In Maharashtra, the Anti-Terrorism Squad (ATS) arrested 20 activists of the PFI during the raids conducted in Mumbai, Navi Mumbai, Thane, Aurangabad, Pune, Kolhapur, Beed, Parbhani, Nanded, Malegaon (in Nashik district) and Jalgaon, an official said.
The ATS has registered four offences in Mumbai, Nashik, Aurangabad and Nanded under various Indian Penal Code Sections including 153-A (wantonly giving provocation with intent to cause riots), 121A (conspiring to commit certain offences against the State) and 120B (criminal conspiracy), and provisions of the stringent Unlawful Activities (Prevention) Act (UAPA), he said.

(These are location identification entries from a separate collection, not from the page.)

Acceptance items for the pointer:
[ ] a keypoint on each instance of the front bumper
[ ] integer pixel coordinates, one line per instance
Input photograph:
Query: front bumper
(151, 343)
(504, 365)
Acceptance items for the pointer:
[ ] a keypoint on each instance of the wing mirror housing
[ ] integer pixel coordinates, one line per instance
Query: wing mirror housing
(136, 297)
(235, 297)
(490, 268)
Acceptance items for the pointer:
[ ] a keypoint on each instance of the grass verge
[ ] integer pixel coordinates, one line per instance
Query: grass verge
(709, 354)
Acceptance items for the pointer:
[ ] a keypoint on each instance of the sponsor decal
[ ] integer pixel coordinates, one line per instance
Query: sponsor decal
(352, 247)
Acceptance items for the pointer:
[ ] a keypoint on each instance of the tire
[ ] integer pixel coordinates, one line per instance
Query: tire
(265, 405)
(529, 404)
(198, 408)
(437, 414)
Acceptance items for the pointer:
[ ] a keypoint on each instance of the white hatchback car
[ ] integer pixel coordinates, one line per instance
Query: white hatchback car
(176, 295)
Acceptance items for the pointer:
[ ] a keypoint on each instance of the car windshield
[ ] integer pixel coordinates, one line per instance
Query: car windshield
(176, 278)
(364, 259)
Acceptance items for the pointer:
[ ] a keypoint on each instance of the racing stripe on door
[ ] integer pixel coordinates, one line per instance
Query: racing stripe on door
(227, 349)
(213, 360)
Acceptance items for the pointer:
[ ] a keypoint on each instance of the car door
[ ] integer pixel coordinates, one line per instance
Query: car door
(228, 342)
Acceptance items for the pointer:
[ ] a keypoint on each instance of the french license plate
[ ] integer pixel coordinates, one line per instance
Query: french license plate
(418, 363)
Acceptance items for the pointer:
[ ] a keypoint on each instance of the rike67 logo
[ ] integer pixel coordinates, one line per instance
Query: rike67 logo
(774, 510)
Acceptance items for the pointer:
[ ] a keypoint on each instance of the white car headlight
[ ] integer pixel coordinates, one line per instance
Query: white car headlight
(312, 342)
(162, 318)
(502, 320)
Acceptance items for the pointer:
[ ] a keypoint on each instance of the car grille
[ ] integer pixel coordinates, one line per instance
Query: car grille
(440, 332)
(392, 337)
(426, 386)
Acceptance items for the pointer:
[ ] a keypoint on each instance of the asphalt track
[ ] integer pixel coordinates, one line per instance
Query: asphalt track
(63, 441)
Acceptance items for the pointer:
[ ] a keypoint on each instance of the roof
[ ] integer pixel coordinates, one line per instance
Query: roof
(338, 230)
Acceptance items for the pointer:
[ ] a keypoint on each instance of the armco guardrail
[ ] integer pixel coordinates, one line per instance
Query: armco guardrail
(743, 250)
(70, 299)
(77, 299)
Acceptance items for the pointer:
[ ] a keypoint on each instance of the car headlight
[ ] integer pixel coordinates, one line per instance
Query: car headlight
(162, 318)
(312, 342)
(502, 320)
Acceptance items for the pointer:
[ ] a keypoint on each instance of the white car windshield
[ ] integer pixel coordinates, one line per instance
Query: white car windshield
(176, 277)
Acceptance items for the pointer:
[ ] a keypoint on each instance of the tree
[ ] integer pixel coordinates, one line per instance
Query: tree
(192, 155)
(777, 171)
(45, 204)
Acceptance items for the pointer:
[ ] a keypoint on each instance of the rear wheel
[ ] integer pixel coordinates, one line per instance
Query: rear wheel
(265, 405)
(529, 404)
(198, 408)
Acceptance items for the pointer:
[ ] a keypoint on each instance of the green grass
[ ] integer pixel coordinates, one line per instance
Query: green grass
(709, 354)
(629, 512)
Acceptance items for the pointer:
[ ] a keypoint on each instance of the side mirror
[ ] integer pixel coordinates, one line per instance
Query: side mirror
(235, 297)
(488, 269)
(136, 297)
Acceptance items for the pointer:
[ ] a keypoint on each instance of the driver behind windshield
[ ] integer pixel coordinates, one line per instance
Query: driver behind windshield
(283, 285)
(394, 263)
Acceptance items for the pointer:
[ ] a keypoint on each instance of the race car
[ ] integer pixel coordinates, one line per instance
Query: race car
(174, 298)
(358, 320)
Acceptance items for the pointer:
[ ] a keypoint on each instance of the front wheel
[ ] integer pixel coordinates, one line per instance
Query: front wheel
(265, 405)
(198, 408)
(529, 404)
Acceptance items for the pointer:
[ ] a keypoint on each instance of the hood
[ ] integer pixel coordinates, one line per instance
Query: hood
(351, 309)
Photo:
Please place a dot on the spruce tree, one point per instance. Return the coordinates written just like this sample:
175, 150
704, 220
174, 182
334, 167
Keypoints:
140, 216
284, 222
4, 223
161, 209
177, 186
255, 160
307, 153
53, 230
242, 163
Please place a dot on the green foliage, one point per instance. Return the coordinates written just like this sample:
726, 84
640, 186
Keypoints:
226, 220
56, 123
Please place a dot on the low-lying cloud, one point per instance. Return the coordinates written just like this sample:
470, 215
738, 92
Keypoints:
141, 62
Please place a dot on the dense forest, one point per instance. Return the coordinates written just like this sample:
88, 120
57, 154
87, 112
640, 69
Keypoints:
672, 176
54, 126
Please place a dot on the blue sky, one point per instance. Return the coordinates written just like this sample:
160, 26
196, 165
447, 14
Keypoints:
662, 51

Simultaneous raids were conducted by the NIA in more than a dozen locations in Bengaluru, Mangaluru in Dakshina Kannada district, Kalaburagi, and Sirsi in Uttara Kannada district, official sources said.
As the offices were being raided, many Muslim youth gathered and raised ‘NIA go back’ slogans at some places.
They also tried to hinder the raids at some locations, but the police thwarted their attempt by taking them into preventive custody.
Police sources said the NIA team seized documents, literature, computers, laptops and phones as well.